RBI released an interesting Table in its third quarter 2012-13 monetary policy review. Table 1 shows that PSU banks have been the worst performers in the NPA front and their capital adequacy has actually gone down in the June to September 2012 period. The other bad performer is the old private sector bank category that has seen slippages in its bad loans and capital adequacy.
RBI has now released draft guidelines on provisioning norms for restructured standard assets and this will hit PSU banks hard. Banks will have to make provision of 5% on restructured standard assets starting April 2013 if the draft guidelines are accepted. The current provisioning norm is 2.75% for restructured standard assets.
PSU banks have the highest ratio of restructured standard assets to gross advances with the ratio being 7.34% as of September 2012. The ratio for PSU banks stood at 6.67% as of June 2012 indicating that more assets are being structured every quarter. The ratio could go up if more real estate firms default on loans. The 37% fall in real estate firm HDIL stock price in the week before last is an indicator of market perception of debt levels of leveraged real estate companies.
The fact that PSU banks are seeing the worst of the bad loan problems raises many questions on the way the banks are being run. The government ownership of the banks does not lend them much credibility in terms of managing risks. Issues of crony capitalism also comes into play while issues of directed lending to problem ridden state electricity boards also affects the risk management credibility of PSU banks.

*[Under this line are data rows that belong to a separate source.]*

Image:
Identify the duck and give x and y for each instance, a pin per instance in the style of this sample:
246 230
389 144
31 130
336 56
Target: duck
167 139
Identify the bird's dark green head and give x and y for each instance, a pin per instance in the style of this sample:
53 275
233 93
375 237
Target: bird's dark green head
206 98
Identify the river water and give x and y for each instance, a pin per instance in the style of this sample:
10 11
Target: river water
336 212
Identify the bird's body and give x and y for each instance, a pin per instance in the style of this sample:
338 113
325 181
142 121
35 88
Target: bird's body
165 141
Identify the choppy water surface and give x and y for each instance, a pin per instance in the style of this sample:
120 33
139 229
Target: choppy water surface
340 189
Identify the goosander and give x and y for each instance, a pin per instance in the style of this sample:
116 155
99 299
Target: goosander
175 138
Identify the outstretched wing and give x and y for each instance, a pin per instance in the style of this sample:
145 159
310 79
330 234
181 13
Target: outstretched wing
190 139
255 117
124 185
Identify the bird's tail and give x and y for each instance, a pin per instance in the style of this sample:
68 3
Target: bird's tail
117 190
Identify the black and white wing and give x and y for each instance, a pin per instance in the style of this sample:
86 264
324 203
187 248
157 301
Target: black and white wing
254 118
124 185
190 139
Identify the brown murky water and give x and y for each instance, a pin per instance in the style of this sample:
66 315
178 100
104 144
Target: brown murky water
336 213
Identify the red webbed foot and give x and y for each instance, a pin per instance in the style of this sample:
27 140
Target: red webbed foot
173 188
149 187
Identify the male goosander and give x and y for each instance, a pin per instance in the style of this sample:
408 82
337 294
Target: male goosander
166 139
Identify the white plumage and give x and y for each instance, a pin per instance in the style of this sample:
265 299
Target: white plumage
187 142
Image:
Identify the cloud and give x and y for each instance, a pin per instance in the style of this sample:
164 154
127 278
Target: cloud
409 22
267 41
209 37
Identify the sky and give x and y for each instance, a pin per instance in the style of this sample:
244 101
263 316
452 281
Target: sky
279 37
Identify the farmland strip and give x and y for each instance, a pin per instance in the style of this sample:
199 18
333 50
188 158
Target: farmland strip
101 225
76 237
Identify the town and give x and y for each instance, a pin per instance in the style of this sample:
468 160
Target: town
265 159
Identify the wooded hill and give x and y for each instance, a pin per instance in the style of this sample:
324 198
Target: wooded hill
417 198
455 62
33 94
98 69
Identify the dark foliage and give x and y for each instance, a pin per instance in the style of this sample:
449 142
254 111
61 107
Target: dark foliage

The government has to appoint the right professionals to manage PSU banks and maintain arms length distance in their functioning. This move will then add credibility to the perception of PSU banks in the eyes of investors and rating agencies.
The government is trying to push RBI in giving out new banking licenses with daily media reports on what kind of corporates can be given bank licenses. The fact that the government is getting involved in new bank licenses at a time when its own banks are showing the worst performance in the banking sector leads to serious questions on the intentions of the government. RBI will only give out a few licenses based on merits but given the government involvement there will be raised eyebrows on why certain corporates received licenses and certain corporates did not receive licenses.
RBI should hold back on bank licenses until the banking sector gets back on track with balance sheets improving. The government should lay off the RBI on the banking license issue. PSU banks are a bad enough example of the government’s involvement in the running of the banks. The economy certainly does not need fresh worries of crony capitalism when corporates are given bank licenses.